CSE Symposium Keynote

Gilbert Strang, Massachusetts Institute of Technology

TITLE: Teaching and Learning Computational Science and Engineering

DATE: Wednesday, April 22, 2009
TIME: 9:00 A.M.
PLACE: 2240 DCL
1304 W. Springfield Ave., Urbana, IL

Abstract

I would like to discuss (together with the audience!) how we can go forward with teaching computational science and engineering. It is a fascinating and creative subject that combines applied mathematics with scientific computing. How can we present both of those essential parts? The need to move beyond older courses in engineering mathematics is widely recognized. But a pure software course misses the foundations for understanding new problems. Combining analysis with computational science and engineering is truly powerful.
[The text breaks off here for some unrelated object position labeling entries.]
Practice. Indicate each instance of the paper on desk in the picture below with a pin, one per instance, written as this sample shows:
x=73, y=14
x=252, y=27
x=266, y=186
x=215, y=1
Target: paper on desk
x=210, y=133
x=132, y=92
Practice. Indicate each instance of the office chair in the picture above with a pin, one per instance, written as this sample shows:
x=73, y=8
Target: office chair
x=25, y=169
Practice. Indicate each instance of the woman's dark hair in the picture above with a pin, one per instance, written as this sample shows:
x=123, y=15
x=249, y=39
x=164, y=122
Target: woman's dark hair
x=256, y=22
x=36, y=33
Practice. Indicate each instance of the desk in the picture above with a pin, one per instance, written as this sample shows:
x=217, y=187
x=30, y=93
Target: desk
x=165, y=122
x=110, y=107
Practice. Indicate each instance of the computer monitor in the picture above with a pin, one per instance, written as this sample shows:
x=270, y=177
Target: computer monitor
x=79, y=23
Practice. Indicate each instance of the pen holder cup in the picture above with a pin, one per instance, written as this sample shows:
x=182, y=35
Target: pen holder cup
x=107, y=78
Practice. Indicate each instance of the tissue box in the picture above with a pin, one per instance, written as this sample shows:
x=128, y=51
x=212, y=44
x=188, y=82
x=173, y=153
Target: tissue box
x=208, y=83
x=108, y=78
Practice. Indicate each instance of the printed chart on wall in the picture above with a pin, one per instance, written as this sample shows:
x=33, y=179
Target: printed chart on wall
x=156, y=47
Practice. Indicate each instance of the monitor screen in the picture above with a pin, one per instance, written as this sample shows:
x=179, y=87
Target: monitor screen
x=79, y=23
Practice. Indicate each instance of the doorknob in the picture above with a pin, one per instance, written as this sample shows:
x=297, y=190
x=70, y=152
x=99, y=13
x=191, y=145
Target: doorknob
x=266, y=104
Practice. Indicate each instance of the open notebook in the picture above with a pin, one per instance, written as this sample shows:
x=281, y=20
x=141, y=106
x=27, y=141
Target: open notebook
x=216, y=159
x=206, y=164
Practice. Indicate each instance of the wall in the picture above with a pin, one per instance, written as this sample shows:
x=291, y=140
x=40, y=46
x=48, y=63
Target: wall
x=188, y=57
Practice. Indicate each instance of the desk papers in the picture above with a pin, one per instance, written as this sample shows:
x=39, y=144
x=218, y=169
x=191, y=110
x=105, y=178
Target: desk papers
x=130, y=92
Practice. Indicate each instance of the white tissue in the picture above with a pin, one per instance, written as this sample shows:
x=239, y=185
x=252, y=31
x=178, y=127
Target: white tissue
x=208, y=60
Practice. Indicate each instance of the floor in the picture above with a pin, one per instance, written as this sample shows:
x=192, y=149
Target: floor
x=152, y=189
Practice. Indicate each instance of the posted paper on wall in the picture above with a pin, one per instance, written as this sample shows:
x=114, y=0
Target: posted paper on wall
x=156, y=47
I will describe a course we have developed at MIT to address these issues. My goal in this course is for each lecture to discuss a model problem and a code to solve it. This course is popular with engineering students and their departments, who want exposure to ideas and also to software.

The main sections of the course are applied linear algebra (notice this beginning!), differential equations, finite differences and finite elements, Fourier methods, analytical methods, large sparse systems, and optimization. The starting point is to understand the second difference matrices (entries −1, 2, −1) that appear everywhere in scientific computing and simulation.